Ah let's take a look at what impacts we have after addressing the challenges. The first impact is scalability. We applied auto scaling to all dozens of data processing applications to establish a system that can manage traffic increases. Even if the amount of traffic gets four times bigger. We also used serverless to not have human interaction environments for system expansion and reduction and so successfully reduced human resources for operation by over 60%. As you can see in the chart, the application KPU uses is moving according to the events traffic pattern, which means the resources for data processing automatically scales in and out dynamically.

The second impact is reliability and availability. The issue of operating loss were addressed by migrating or real time data processing components of SmartThings data platform to serverless. And we also removed the fundamental cause of cascading failures by configuring independent clusters for each application. So when we ran into an incident, it didn't affect the other applications as a result, we were able to highly improve the reliability even though one cluster went down.

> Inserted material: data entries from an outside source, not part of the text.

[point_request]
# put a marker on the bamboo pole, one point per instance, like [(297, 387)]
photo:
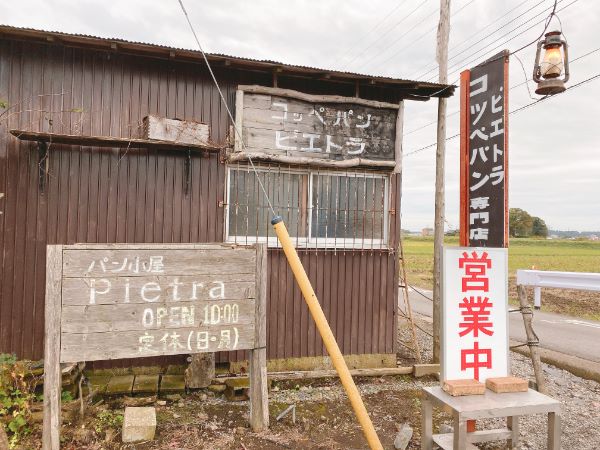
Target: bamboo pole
[(532, 339), (330, 343)]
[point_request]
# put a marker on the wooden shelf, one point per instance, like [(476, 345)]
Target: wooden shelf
[(108, 141)]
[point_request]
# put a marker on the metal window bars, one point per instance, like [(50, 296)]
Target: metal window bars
[(321, 208)]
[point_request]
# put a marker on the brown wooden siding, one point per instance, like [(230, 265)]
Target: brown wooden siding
[(132, 195)]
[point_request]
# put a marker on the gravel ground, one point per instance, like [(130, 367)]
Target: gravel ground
[(580, 401)]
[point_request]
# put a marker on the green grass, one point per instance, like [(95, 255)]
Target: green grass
[(541, 254)]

The last impact is efficiency. Previously, it took more than an hour to recover from an error when directly managing cluster nodes. But we can now recover clusters that are allocated to applications just within a few minutes. As you can see the number of delay notifications on data processing decreased less than 40%. And we've never experienced a failure recovery and manual cluster recovery case at all after the migration. And also the total cost of ownership was reduced. In spite of the increase of computing resources from 500 to 600 KPU. And we significantly reduced the total operation resources by around 80%.

With this efficiency improvement, we can now spend our engineering resources to more valuable work. So I'm very happy that the engineering team is more focusing on delivering meaningful business value rather than spending their resources for routine tasks.

Although we've modernized our data platform in aid of Kinesis Data Analytics for Flink, we are looking forward to small additional improvement while it took, while it took under one minute to deploy Spark app. in the past, it takes 2 to 54 minutes with Kinesis Data Analytics. If we can deploy the Flink application much faster, it would be really helpful to get the efficiency better and Kinesis Data Analytics for Flink doesn't support using different local level policy and KPU metrics. yet, as i know most of these features are under development by aws service team, but i hope we can use those as soon as possible.

All right, that's all i have for today. Uh thank you for joining the session and we'll have the uh off site. Uh thank you.